Wednesday July 10th: The Call of the Apostles
July 10, 2024
Climate change a factor in earlier, stronger storms
July 10, 2024

Timeless model for Mission

The Gospel for this Sunday (Mark 6:7–13) recounts Jesus sending out the Twelve Apostles on their first missionary journey.

This passage provides a powerful model for evangelisation and mission in the contemporary world, offering insights that remain relevant despite the vast changes in society since the time of Christ.

Jesus sends the disciples out in pairs, instructing them to take nothing for the journey except a staff—no bread, no bag, no money. This emphasises the importance of simplicity, trust in divine providence, and detachment from material possessions in the work of evangelisation.

Pope Francis, in his apostolic exhortation Evangelii Gaudium (2013), echoes this sentiment: “An evangelizer must never look like someone who has just come back from a funeral! Let us recover and deepen our enthusiasm, that ‘delightful and comforting joy of evangelizing’, even when it is in tears that we must sow” (EG 10).

The Pope’s words remind us that, like the Apostles, modern missionaries must approach their task with joy and enthusiasm, unburdened by excessive material concerns.

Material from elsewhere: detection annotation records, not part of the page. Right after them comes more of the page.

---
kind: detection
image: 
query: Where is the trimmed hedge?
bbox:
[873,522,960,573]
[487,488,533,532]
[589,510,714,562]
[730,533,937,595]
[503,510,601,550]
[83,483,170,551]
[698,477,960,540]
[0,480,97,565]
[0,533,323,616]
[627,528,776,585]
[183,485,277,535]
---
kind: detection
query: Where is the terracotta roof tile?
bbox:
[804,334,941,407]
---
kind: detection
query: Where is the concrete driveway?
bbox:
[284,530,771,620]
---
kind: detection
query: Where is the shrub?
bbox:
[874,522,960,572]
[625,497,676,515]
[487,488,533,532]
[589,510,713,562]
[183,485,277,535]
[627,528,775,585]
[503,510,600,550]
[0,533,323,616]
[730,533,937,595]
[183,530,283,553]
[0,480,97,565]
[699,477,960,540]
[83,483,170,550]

Jesus’ instruction to stay in one house until leaving that town underscores the importance of building relationships and community in evangelisation. This aligns with Pope Benedict XVI’s emphasis on the relational aspect of faith in his encyclical Deus Caritas Est (2005): “Being Christian is not the result of an ethical choice or a lofty idea, but the encounter with an event, a person, which gives life a new horizon and a decisive direction” (DCE 1).

In today’s digital age, where human connections are often superficial, this call to deep, personal encounter in evangelisation is more crucial than ever.

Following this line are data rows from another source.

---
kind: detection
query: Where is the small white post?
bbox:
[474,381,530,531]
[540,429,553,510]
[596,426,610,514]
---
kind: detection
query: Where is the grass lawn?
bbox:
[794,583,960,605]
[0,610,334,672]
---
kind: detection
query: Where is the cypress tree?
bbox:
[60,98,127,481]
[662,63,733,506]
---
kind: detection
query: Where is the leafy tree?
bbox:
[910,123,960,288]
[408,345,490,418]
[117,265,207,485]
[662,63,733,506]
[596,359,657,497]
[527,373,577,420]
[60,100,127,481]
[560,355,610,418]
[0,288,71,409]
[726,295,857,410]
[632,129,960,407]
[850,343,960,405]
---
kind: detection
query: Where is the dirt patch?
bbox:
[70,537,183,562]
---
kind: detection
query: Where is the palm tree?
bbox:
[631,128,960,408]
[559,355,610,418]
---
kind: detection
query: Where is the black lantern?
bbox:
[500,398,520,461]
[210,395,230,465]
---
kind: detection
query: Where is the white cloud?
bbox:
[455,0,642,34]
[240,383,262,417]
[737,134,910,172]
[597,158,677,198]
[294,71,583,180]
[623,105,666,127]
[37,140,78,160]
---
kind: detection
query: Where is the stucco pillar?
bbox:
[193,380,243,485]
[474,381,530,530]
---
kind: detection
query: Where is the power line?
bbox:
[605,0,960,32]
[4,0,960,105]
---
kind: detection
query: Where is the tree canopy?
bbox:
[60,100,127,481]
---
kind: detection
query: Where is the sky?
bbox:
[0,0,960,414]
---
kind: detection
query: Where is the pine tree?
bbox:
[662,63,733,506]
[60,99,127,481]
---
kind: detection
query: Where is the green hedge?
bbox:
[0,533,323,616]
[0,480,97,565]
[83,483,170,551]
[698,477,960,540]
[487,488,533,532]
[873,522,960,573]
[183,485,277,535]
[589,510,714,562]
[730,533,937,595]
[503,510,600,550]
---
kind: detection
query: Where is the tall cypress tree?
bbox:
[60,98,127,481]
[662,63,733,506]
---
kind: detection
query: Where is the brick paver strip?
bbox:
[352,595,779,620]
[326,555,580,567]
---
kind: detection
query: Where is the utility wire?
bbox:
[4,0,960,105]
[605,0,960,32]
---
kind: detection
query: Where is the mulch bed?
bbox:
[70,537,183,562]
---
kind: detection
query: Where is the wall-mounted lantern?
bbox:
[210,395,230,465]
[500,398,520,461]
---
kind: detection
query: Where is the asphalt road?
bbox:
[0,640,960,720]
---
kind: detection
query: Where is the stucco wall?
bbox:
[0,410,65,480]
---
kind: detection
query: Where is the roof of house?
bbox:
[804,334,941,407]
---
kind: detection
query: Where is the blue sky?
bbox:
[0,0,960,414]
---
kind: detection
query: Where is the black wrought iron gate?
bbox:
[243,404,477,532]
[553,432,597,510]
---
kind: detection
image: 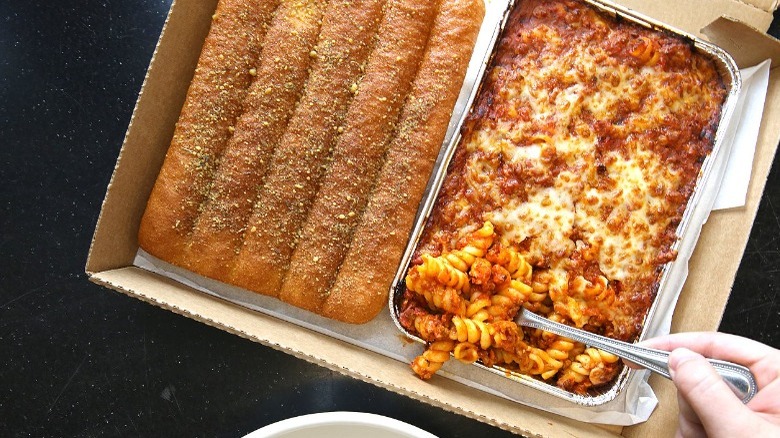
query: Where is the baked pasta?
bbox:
[399,0,726,393]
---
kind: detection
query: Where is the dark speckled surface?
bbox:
[0,0,780,437]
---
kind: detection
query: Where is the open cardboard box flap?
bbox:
[86,0,780,437]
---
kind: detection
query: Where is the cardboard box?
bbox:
[86,0,780,437]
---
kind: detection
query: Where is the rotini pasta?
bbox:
[399,0,725,393]
[412,341,455,379]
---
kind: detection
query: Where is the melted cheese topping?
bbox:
[418,0,724,340]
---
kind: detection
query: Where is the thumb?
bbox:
[669,348,752,436]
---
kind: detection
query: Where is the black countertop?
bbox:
[0,0,780,437]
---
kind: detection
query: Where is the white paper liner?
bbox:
[134,0,766,426]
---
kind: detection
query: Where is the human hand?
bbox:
[642,332,780,437]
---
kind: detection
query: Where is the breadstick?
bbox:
[322,0,485,323]
[231,0,384,296]
[185,0,327,281]
[138,0,278,265]
[280,0,438,311]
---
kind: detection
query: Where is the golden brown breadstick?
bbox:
[322,0,485,323]
[184,0,327,281]
[231,0,384,296]
[138,0,278,265]
[280,0,438,311]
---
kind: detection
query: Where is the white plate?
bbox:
[244,412,436,438]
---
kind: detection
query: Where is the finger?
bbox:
[747,376,780,418]
[640,332,778,367]
[669,348,752,435]
[677,392,707,438]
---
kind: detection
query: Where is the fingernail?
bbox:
[669,348,700,379]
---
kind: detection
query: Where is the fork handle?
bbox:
[518,309,757,403]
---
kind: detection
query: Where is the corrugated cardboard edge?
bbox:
[86,0,217,274]
[623,17,780,438]
[90,267,619,437]
[86,0,780,437]
[613,0,776,37]
[742,0,780,12]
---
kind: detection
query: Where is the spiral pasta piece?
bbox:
[558,347,619,388]
[414,313,450,342]
[421,286,466,315]
[412,341,455,380]
[488,280,533,319]
[414,254,469,290]
[445,221,494,272]
[452,342,479,363]
[450,316,493,350]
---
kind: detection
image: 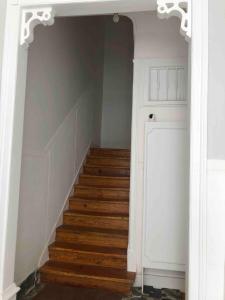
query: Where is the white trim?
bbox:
[206,160,225,300]
[0,0,212,300]
[0,283,20,300]
[38,142,91,268]
[208,159,225,172]
[20,7,54,47]
[134,269,185,292]
[157,0,191,41]
[188,0,208,300]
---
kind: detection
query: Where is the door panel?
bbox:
[143,122,188,271]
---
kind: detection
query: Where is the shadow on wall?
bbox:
[101,16,134,148]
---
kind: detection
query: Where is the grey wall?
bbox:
[24,17,102,151]
[208,0,225,159]
[101,17,134,148]
[15,17,104,284]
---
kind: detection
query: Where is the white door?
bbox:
[143,122,189,271]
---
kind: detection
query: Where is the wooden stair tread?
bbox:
[40,261,134,282]
[90,148,131,157]
[40,148,135,295]
[80,174,130,181]
[75,184,130,192]
[87,154,130,162]
[57,225,128,236]
[49,242,127,256]
[85,163,130,170]
[70,196,129,204]
[64,209,128,219]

The Apostles’ mission to preach repentance, cast out demons, and heal the sick illustrates the holistic nature of Christian mission. It’s not merely about proclaiming a message but about transforming lives and addressing human suffering in all its forms.

Pope St John Paul II, in his encyclical Redemptoris Missio (1990), emphasised this comprehensive approach: “The Church’s mission affects and engages all of man’s life. As she carries out this mission, the Church comes up against man in the full truth of his existence, personal and social” (RM 4).

This holistic view of mission calls us to engage with the world’s pressing issues—like poverty, injustice, environmental degradation—as integral parts of evangelisation.

The instruction to shake the dust off their feet when rejected reminds us that while we are called to proclaim the Gospel, we cannot force its acceptance. Our message of conversion will be rejected outright by not some, but many. But this teaches humility and respect for human freedom in our missionary efforts.

Pope Paul VI, in his apostolic exhortation Evangelii Nuntiandi (1975), reflected on this challenge: “The Church respects and esteems these non-Christian religions because they are the living expression of the soul of vast groups of people… They carry within them the echo of thousands of years of searching for God” (EN 53).

This perspective encourages dialogue and respect in our interactions with those of different faiths, or the growing cadre of people who profess no faith, while still maintaining the urgency of our evangelical mission.

This Sunday’s Gospel then provides a timeless model for Christian mission that resonates with contemporary papal and Church teachings.

As we navigate the complexities of the modern world, this biblical passage offers a compelling vision for sharing the Gospel in ways that are both faithful to Christ’s command yet responsive to the needs and realities of our time.